- Born: May 6, 1970 (age 55)
- Occupations: Actor, director
- Notable work: Vilaine Mea Culpa Tandem Candice Renoir Cassandre

= Stéphane Blancafort =

French actor and director

Stéphane Blancafort (born 6 May 1970) is a French actor and director.

== Biography ==
Stéphane Blancafort discovered theatre because of his mother and sport because of his father, both of whom were teachers. He was highly engaged in sport, but eventually turned to theatre and, in 1991, joined the Conservatoire de Montpellier, and later the Conservatoire de Bordeaux.

In 1996, Blancafort created a theatre company, known as Le théâtre du Gaucher, in Pau, Pyrénées-Atlantiques. He directed scenes from several pieces, including those of Pierre Beaumarchais, Yasmina Reza, and Marcel Pagnol.

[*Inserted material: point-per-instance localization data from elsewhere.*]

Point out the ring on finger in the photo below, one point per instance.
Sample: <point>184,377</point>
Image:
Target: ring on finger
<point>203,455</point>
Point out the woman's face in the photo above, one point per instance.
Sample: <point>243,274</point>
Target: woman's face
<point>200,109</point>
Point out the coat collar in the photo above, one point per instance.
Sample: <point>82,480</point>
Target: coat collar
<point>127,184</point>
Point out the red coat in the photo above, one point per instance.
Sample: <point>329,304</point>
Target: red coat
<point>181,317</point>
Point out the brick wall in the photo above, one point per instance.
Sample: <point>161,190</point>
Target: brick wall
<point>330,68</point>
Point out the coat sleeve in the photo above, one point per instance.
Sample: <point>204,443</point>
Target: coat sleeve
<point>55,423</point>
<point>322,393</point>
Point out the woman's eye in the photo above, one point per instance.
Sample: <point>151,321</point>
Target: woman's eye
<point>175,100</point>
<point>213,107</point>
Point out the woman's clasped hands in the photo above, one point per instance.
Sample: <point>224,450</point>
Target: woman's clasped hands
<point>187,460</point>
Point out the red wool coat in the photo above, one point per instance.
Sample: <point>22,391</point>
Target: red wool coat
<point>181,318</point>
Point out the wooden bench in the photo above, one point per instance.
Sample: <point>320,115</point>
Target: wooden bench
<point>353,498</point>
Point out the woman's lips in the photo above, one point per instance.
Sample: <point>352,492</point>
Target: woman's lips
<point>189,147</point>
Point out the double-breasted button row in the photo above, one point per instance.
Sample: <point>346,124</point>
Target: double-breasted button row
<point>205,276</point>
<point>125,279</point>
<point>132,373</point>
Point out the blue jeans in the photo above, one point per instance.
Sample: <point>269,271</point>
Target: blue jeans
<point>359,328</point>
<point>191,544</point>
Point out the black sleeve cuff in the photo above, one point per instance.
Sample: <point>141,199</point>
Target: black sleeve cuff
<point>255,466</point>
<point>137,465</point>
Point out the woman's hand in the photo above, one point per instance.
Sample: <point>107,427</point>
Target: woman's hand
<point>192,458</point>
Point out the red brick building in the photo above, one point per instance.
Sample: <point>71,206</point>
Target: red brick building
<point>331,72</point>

He has also had a career in television, in series like Plus belle la vie and Mafiosa, and in cinema with his work in Mea Culpa and Vilaine.'

In 2014, he received a recurring role on the television series Candice Renoir as the character David Canovas, and in 2016 he was cast for the role of Captain Paul Marchal in Tandem. Together, the series have amassed over 5,000,000 television views.